Manure Management 101

If you raise animals, no matter how large or small your farm or homestead, there’s one thing that you must deal with, manure. Different animals produce varying amounts of waste, anywhere from 50 lbs a day per horse to about 11 lbs per day for pigs and just under 5 lbs a day for chickens.

No matter how you shovel it, that adds up to quite a bit of the brown stuff over time. So what do you do with all that crap? Manure management is any system or practice of collecting, storing, and then utilizing or discarding of animal manure in a sustainable manner.

Manure can be managed commercially or on a much smaller scale, like your homestead. For the purposes of this introductory article we will focus primarily on small scale on farm manure management.

Manure Management Basics

There are three basic forms of manure:

  • Liquid
  • Solid
  • Slurry

No matter what form it’s in, manure can build up fast without a proper manure management plan. In addition, failure to manage manure properly can cause a host of problems with soil, crops, and potentially water sources.

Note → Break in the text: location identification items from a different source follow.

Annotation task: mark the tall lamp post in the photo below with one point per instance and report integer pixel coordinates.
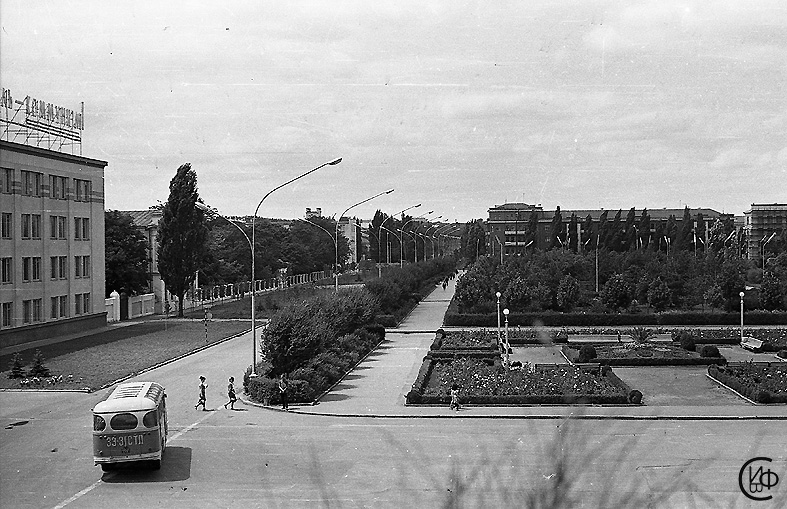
(498, 318)
(741, 295)
(336, 274)
(253, 256)
(205, 208)
(506, 359)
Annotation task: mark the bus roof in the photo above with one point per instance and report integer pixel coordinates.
(132, 396)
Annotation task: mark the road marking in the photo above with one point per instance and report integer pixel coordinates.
(93, 486)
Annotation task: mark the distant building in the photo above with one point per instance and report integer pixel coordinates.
(763, 222)
(509, 229)
(146, 222)
(51, 244)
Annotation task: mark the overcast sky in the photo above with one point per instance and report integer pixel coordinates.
(457, 105)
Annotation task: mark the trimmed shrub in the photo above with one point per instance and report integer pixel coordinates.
(17, 367)
(38, 368)
(686, 339)
(586, 353)
(709, 351)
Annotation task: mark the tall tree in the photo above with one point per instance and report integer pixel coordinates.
(126, 255)
(181, 234)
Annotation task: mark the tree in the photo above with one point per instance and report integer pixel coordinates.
(617, 292)
(182, 234)
(126, 258)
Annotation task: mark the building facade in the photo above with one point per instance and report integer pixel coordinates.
(764, 224)
(515, 228)
(51, 243)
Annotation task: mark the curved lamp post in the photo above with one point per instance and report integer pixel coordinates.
(336, 278)
(741, 295)
(506, 359)
(253, 273)
(205, 208)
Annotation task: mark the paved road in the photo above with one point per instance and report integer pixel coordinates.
(256, 457)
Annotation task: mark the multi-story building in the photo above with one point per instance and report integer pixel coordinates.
(510, 226)
(764, 223)
(51, 243)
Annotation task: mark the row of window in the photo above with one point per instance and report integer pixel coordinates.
(31, 268)
(31, 227)
(32, 184)
(32, 309)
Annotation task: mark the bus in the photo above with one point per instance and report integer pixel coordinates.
(130, 426)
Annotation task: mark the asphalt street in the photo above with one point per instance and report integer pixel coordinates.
(362, 447)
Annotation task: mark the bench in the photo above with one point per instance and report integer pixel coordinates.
(751, 343)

Anyone with livestock, whether just a few or an entire herd, needs to have a manure management plan. For most small scale farms and homesteads with gardens, this includes composting manure on some level so it can be used as fertilizer for gardens and crops.

Before using manure as fertilizer for your garden or soil, make sure you’ve done an analysis of your soil nutrients so you know which nutrients need to be added.

Options for on-farm manure management include:

Composting

  • Turns waste into useful fertilizer to provide plant nutrients
  • Safer for soil than raw manure
  • Usually pH-neutral, low chance of nutrient imbalances
  • Can be applied directly to plants after composting
  • Minimal equipment needed; can be done manually
  • Must be managed and turned to ensure balance and proper temperature (130 to 150 degrees Fahrenheit internal temperature)
  • Kills weeds seeds and parasites, eggs, and larvae

There are several different types of composting bins you can use for your compost depending on your needs.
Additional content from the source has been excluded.